Sécurisation du bois de feuillus | Un enjeu crucial pour l’économie régionale
L'Usine Bégin & Bégin de Lots-Renversés. Crédit photo : Courtoisie Plusieurs acteurs majeurs de l’industrie forestière, dont Cascades, le Groupement forestier de Témiscouata, Bégin & Bégin, SAPPI, Uniboard et Charbon de bois franc Basques, lancent un appel commun pour sécuriser l’approvisionnement en bois de feuillus provenant de la forêt publique au Bas-Saint-Laurent.
Selon eux, cet enjeu est déterminant pour assurer la pérennité de la transformation du bois feuillu et maintenir un équilibre entre les usages forestiers et acéricoles dans la région. Depuis plus de 30 ans, une concertation régionale, notamment par la Table de gestion intégrée des ressources et du territoire (GIRT), permet de concilier ces différents usages. Toutefois, cet équilibre est jugé fragile.

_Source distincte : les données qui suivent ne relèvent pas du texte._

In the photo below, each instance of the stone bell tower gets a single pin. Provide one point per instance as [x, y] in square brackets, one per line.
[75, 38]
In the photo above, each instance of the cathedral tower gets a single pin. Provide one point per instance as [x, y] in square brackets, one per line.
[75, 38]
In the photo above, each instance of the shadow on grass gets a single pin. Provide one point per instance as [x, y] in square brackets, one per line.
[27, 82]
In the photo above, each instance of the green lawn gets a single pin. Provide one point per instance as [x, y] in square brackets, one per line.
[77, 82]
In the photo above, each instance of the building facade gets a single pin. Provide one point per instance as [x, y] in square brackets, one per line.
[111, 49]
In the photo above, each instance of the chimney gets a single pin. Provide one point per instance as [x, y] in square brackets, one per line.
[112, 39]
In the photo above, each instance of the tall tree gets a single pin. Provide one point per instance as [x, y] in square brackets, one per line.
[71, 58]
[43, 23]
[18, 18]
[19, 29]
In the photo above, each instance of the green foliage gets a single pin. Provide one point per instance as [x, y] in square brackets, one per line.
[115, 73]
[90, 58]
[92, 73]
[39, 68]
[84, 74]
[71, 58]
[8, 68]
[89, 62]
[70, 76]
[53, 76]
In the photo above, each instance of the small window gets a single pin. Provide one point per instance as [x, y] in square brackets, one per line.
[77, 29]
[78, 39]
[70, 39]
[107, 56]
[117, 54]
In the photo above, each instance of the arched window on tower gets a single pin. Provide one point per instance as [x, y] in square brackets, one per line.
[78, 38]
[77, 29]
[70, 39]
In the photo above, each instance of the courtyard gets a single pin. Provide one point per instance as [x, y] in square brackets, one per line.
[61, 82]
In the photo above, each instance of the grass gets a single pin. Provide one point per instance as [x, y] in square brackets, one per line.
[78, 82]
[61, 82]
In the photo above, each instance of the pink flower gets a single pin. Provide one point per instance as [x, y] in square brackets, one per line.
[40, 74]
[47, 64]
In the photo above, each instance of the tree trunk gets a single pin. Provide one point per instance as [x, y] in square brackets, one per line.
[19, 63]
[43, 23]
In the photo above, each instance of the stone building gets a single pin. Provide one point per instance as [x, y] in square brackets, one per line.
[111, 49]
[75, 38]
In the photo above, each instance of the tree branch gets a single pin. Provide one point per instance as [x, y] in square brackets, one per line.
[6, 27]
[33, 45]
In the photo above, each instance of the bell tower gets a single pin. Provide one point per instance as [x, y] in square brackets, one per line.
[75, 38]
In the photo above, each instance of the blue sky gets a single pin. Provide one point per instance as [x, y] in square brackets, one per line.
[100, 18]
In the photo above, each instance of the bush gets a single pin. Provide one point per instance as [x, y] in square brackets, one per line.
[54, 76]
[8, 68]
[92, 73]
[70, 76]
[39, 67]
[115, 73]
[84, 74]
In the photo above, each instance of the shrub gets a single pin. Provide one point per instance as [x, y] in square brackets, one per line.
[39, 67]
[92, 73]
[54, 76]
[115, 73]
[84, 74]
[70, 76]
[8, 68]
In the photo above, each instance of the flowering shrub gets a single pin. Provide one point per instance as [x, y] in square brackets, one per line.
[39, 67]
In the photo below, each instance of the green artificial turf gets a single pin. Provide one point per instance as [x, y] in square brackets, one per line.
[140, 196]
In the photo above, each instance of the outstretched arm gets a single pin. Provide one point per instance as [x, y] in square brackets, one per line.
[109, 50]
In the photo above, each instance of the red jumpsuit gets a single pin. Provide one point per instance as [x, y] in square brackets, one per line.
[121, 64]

Déjà, plus de la moitié des érablières à potentiel acéricole en forêt publique sont consacrées à l’acériculture. L’ajout de nouvelles superficies, réclamé par cette industrie, réduirait davantage l’accès au bois pour les entreprises forestières, ce qui pourrait entraîner des impacts économiques importants.
Les entreprises forestières proposent notamment de développer des aires d’intensification de la production ligneuse afin d’augmenter la productivité sans nuire aux autres usages. Elles poursuivent également leurs démarches auprès du gouvernement pour trouver des solutions adaptées à la réalité régionale.
De leur côté, les élus municipaux du Bas-Saint-Laurent, regroupés au sein de la Table régionale des élu·es municipaux, rappellent que le partage de la forêt publique doit reposer sur des principes d’équité et de transparence. Ils invitent Québec à clarifier ses orientations et à maintenir un équilibre entre les différentes filières.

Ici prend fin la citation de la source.